The sun was just about to rise on the shortest day of the year

The light of the rising sun worked its luminary magic on the tops of the oaks and ash

We've had a really mild winter so far, but a couple of incredibly windy, stormy days have released the last of the leaves from the sycamores

The garden

The still of the year in the garden

Winter pool and the therapy-dog
Solstice is the real turn of the year for me. I've celebrated it 'officially' now for 10 years or more. A few stalwart friends have been there all along the way (you know who you are!) and a few 'traditions' have grown over the years. Spiced beef is one, simmered with vegetables, cloves, allspice, water and ale for a few hours and then compressed (with a few handy--and heavy!--reference books; something the internet just couldn't do) to squeeze excess moisture out. Yummm.

There's spiced beef in this picture...
A more recent and personal one is to check if the witch hazel in the back garden is coming into bloom. And this year, YES, the small brown buds are opening to reveal tiny tendrils of lemon yellow to quiver in the winter winds.
Witch Hazel blooms just in time for solstice celebrations
Walks have been a bit curtailed, but Izzy and I have found time once or twice for the winter woods.

Winter beech
Elf caps pinpoint a palimpsest of a fallen tree on the forest floor

Winter is time for texture

Iz surveys the swirling river


Over the last couple of weeks, I've found the beautiful clarity of Ingrid Kertesi singing Bach to be a solace and sometimes I've worked on random colour charts at the same time. I can't find Kertesi online, but you can find here on Naxos 8.554508 with the Hungarian Radio Choir and the Failoni Chamber Orchestra. Here's a taster, Flosst mein Heiland, sung by another soprano:



Ochres and russets, Caran D'Ache and Faber Castell Polychromos

Happy Solstice all.

02 December 2013

Twenty-one

So... here we all are, rumours and old toffee abound (there's a phrase that has been in my head since I saw it on the sleeve of a John Martyn album in 1977...).

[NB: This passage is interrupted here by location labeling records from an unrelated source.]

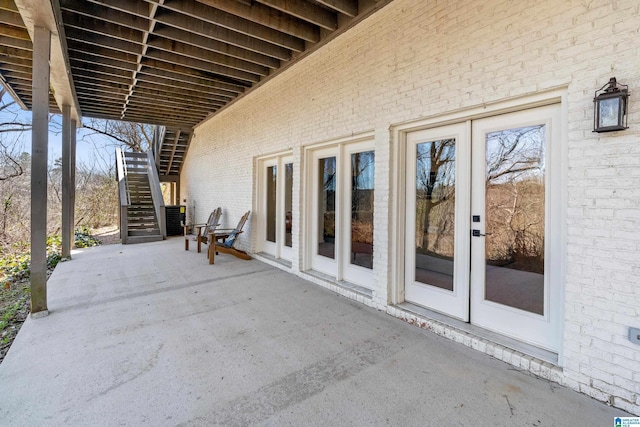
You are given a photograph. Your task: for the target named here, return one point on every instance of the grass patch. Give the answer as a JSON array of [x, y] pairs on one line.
[[15, 294]]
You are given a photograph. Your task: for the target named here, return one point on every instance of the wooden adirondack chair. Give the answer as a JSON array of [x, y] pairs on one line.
[[223, 240], [201, 231]]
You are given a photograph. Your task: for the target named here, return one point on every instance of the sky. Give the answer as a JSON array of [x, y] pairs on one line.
[[91, 149]]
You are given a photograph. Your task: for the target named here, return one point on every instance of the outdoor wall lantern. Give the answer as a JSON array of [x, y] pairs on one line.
[[610, 111]]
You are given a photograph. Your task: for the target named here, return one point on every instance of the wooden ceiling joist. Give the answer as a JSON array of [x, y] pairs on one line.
[[169, 62]]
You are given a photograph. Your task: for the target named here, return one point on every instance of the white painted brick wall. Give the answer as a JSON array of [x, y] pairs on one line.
[[416, 59]]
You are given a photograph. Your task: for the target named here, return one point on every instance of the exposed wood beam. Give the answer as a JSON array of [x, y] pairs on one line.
[[306, 11], [8, 5], [241, 77], [268, 17], [14, 32], [102, 41], [106, 62], [11, 18], [224, 35], [202, 42], [101, 69], [97, 26], [191, 95], [169, 84], [107, 14], [12, 52], [185, 75], [347, 7], [190, 11], [173, 151], [139, 8], [192, 52], [22, 62], [17, 43], [79, 46], [95, 75]]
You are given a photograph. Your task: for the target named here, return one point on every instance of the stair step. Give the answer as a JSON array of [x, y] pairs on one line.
[[145, 232], [143, 239]]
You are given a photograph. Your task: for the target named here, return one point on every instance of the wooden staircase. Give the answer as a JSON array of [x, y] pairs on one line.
[[142, 223]]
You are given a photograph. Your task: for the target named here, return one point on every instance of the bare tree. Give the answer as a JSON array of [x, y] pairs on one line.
[[11, 129], [133, 136]]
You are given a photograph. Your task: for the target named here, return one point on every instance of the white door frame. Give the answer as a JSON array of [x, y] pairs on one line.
[[453, 303], [559, 211], [277, 249], [339, 267], [519, 324]]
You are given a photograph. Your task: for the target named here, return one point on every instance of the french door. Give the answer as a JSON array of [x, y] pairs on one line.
[[276, 203], [483, 218], [341, 211]]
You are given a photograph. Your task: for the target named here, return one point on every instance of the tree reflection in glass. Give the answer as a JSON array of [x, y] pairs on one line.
[[288, 202], [435, 212], [272, 178], [362, 191], [515, 217], [327, 205]]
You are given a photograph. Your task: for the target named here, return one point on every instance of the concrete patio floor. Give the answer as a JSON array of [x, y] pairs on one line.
[[150, 334]]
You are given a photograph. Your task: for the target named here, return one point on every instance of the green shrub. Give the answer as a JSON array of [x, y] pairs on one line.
[[16, 266], [84, 239]]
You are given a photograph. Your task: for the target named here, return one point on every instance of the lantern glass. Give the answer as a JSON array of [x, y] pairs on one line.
[[609, 110]]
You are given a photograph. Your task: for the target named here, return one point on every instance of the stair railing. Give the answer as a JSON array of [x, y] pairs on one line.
[[156, 194], [123, 193]]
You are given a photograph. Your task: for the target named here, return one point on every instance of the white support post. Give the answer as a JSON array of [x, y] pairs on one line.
[[39, 147], [72, 211], [67, 189]]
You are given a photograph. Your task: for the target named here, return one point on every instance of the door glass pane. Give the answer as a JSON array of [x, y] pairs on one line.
[[327, 207], [288, 202], [362, 174], [515, 220], [271, 203], [435, 212]]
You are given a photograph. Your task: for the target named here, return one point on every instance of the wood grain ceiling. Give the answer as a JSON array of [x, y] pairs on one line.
[[174, 62]]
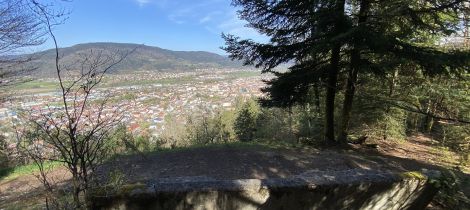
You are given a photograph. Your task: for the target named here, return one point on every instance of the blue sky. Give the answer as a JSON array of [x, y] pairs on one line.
[[171, 24]]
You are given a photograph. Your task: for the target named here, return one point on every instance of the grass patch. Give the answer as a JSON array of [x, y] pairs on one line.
[[17, 171]]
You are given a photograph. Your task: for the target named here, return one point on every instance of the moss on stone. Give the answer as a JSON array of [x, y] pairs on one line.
[[414, 175]]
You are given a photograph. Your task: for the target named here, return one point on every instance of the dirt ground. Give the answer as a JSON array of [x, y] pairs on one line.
[[235, 162]]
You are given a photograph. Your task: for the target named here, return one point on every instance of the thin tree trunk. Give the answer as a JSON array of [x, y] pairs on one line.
[[330, 97], [316, 90], [352, 78], [333, 78]]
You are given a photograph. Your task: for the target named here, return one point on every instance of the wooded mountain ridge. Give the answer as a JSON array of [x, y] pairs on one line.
[[142, 58]]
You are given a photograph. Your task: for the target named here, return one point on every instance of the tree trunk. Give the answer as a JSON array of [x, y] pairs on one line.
[[330, 97], [352, 78], [333, 78]]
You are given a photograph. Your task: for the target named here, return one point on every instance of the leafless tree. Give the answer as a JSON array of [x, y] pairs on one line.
[[76, 133]]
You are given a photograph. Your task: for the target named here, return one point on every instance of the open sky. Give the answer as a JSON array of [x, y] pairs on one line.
[[194, 25]]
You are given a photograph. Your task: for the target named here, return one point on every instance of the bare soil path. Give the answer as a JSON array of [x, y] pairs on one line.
[[236, 162]]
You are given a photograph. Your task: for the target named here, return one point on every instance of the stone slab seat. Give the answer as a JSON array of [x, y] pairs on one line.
[[347, 189]]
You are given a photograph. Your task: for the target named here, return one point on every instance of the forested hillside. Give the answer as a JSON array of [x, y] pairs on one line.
[[143, 57]]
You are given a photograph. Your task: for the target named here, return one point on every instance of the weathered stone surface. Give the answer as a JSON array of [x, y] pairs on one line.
[[348, 189]]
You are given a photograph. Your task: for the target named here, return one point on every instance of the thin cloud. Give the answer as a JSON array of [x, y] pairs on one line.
[[142, 2], [234, 25]]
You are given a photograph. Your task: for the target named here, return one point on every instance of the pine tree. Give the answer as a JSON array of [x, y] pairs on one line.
[[327, 38]]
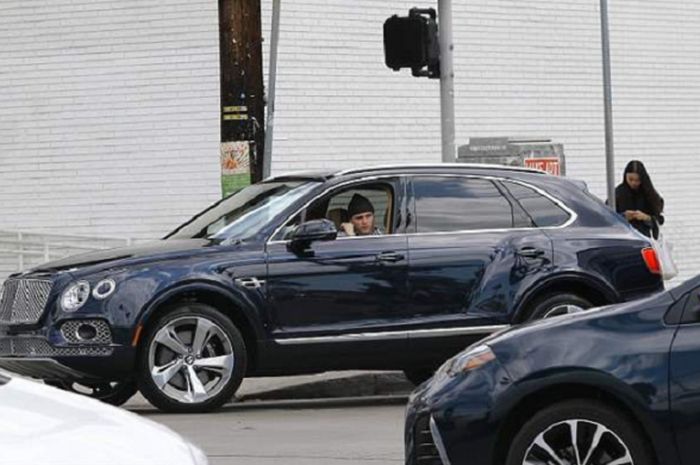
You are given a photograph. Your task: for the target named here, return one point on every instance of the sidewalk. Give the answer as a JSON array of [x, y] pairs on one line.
[[339, 386]]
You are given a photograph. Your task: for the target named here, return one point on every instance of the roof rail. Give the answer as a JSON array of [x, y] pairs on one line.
[[483, 166]]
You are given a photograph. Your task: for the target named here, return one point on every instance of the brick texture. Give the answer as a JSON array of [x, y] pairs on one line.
[[109, 121]]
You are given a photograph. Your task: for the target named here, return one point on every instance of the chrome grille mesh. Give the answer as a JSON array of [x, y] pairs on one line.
[[38, 347], [23, 300], [69, 329]]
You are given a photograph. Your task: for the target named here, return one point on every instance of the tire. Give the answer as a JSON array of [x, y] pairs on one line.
[[418, 376], [114, 393], [193, 359], [620, 436], [557, 304]]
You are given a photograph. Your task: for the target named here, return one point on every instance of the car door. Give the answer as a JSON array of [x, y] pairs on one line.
[[468, 250], [343, 288], [684, 385]]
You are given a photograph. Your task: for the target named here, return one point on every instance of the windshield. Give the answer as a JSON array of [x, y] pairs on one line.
[[245, 213]]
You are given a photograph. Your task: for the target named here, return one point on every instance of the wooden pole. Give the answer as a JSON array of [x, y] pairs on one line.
[[242, 93]]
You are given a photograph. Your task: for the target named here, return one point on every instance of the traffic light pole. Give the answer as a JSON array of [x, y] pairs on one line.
[[447, 105], [607, 95]]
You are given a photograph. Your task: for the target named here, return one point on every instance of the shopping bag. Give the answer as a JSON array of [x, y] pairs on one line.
[[663, 250]]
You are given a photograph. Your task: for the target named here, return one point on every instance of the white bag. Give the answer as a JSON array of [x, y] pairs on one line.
[[663, 250]]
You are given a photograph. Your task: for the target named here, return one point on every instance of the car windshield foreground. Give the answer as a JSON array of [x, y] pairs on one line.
[[244, 213], [43, 425], [615, 386], [391, 268]]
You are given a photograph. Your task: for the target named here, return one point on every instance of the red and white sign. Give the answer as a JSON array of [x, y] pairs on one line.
[[550, 165]]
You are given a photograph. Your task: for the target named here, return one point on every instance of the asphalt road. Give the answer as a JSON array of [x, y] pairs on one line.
[[312, 435]]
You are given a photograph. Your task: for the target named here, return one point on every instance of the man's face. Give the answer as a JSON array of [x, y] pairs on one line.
[[363, 223]]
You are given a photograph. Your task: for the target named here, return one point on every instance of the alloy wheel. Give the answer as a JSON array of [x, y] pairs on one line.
[[191, 359], [577, 442]]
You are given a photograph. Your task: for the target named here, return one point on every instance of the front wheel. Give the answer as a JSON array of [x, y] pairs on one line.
[[558, 304], [193, 360], [579, 431]]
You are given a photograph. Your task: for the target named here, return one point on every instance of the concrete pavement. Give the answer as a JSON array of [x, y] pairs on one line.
[[308, 436]]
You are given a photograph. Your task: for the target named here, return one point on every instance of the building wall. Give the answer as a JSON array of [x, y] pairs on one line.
[[109, 118], [522, 69], [109, 115]]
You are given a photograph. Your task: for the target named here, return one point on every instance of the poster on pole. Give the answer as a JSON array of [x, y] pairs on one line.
[[235, 166]]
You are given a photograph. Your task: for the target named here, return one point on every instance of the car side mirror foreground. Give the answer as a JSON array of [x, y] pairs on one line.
[[312, 231]]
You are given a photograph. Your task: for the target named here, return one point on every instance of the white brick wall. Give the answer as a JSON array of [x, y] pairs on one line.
[[523, 69], [109, 111], [109, 115]]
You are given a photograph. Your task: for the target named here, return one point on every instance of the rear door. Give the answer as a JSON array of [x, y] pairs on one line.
[[470, 245]]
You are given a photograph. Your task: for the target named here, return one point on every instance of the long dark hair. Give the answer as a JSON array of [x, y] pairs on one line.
[[655, 201]]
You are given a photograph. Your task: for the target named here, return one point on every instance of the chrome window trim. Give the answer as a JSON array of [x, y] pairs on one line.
[[393, 335], [573, 216], [480, 166]]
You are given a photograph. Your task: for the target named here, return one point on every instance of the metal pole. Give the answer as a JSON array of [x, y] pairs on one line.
[[447, 105], [272, 81], [607, 92]]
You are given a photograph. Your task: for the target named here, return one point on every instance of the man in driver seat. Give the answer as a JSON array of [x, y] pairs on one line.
[[361, 213]]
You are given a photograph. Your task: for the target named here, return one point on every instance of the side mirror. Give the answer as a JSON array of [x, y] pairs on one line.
[[311, 231]]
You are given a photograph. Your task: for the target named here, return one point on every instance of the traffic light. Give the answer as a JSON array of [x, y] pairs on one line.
[[412, 42]]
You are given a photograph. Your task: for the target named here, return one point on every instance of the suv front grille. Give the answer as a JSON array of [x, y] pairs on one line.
[[426, 453], [39, 347], [23, 300]]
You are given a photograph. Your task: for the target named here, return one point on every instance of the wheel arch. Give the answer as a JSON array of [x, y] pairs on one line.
[[593, 289], [530, 404], [234, 307]]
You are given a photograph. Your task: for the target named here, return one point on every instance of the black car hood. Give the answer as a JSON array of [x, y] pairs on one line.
[[123, 256]]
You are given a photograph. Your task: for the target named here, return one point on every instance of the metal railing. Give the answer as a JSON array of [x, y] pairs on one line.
[[20, 250]]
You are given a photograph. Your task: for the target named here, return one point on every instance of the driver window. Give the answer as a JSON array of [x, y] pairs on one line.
[[338, 207]]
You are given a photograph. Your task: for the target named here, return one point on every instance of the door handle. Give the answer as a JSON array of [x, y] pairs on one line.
[[531, 252], [389, 257]]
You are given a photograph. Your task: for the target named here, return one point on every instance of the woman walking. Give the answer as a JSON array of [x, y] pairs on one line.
[[637, 199]]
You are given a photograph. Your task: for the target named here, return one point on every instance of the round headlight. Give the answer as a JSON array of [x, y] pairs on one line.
[[104, 289], [75, 296]]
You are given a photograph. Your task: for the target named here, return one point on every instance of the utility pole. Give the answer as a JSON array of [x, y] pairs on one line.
[[242, 93], [607, 100], [447, 104], [272, 86]]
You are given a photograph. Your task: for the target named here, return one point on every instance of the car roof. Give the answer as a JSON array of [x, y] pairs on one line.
[[322, 175]]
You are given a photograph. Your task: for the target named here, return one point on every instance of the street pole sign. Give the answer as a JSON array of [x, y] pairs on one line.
[[422, 41]]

First of all, thanks to those who wrote/emailed/spoke to me about the blog over the last few weeks, you've been very kind and very helpful...I've been mulling things over and I've a germ of an idea.

Twenty-one.

On 21 November, I went out with my camera on the morning walk in the usual suburban haunts: the field, the park, the garden. I took photos at particular vantage points. And I hope to do the same over the coming twelve months on the 21st of each month. Those of you who know me well will realise that the choice of date isn't entirely random -- it'll rather nicely pull in the solstices and the equinoxes, as well as provide a record of the changes over the year.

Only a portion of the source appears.